Desde sua instalação em 1808 até o início do Segundo Reinado, em 1840, a Secretaria da Marinha não sofreu alterações em sua organização central, funcionando com uma estrutura bastante simples e reduzida, que contava apenas com o ministro, um oficial-maior e oficiais e amanuenses em número não determinado pela legislação, para dar conta de seu expediente.
A primeira tentativa de implantar uma estrutura administrativa mais especializada ocorreu em 1840, com o decreto n. 55, que criou uma Contadoria Geral de Marinha anexa à secretaria. Contudo, em dezembro do ano seguinte o novo ministro da pasta, marquês de Paranaguá, determinou, por meio do decreto n. 110, que ficasse sem efeito o ato que criou a Contadoria, usando como justificativa em seus relatórios a falta de recursos para a manutenção desta repartição. Paranaguá, todavia, empreendeu ainda em janeiro de 1842 a primeira reforma da estrutura central da secretaria pelo decreto n. 114, que dividiu o serviço em três seções. A Primeira Seção seria responsável pelos negócios da marinha na Corte e à Segunda Seção competiriam os negócios nas províncias.

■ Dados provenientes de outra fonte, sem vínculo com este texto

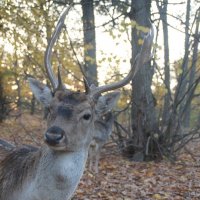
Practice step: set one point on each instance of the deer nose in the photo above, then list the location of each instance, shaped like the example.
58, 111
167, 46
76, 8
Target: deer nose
54, 135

Inovadora nesta reforma foi a criação de uma seção de contabilidade, sob o denominação de Terceira Seção.
Após essa reforma, os governantes ainda buscavam a melhor forma de organizar a fiscalização dos gastos da secretaria e, em 1844, o órgão sofreu mais uma reestruturação, através do decreto n. 351. As seções da Corte e das Províncias foram extintas e, a partir de então, caberia ao oficial maior a distribuição dos trabalhos da secretaria entre os oficiais e amanuenses da forma que achasse mais adequada. O ato determinava ainda que a recém-criada Seção de Contabilidade continuaria funcionando, mas por um curto espaço de tempo, somente enquanto não fosse criada outra repartição para esse fim.
Em 1845, uma nova reorganização promoveu a extinção da Seção de Contabilidade, da Secretaria da Marinha, e da Contadoria existente na Intendência de Marinha da Corte, o que foi determinado pelo decreto n. 350. No lugar dessas repartições o decreto n. 424, do mesmo ano, criou a Contadoria Geral de Marinha na Corte, que teria como subordinadas outras contadorias de Marinha nas províncias da Bahia, Pernambuco, Pará e Rio Grande do Sul, regulamentadas pelo decreto n. 448, de 19 de maio de 1846. Este novo modelo retirou mais uma vez os trabalhos de contabilidade da estrutura central da Secretaria de Marinha, passando a Contadoria a ser uma repartição à parte.
Após essas primeiras reformas ocorridas nos anos de 1840, envolvendo quase sempre as repartições ligadas à atividade financeira, os anos de 1850 serão marcados pela criação de um novo elemento na administração da Marinha: o Conselho Naval. Sendo solicitada a criação de um órgão com tais características desde os anos de 1830, na administração de Joaquim José Rodrigues Torres, o Conselho Naval só será implantado no Brasil em 1856. Tomando como exemplo nações que possuíam forças navais de referência, como Portugal, França e Inglaterra, sucessivos ministros empenharam-se na batalha pela criação de um órgão permanente, composto por ‘homens capazes e entendidos nos assuntos da força naval’, que assessorasse o ministro na resolução dos problemas enfrentados na Marinha.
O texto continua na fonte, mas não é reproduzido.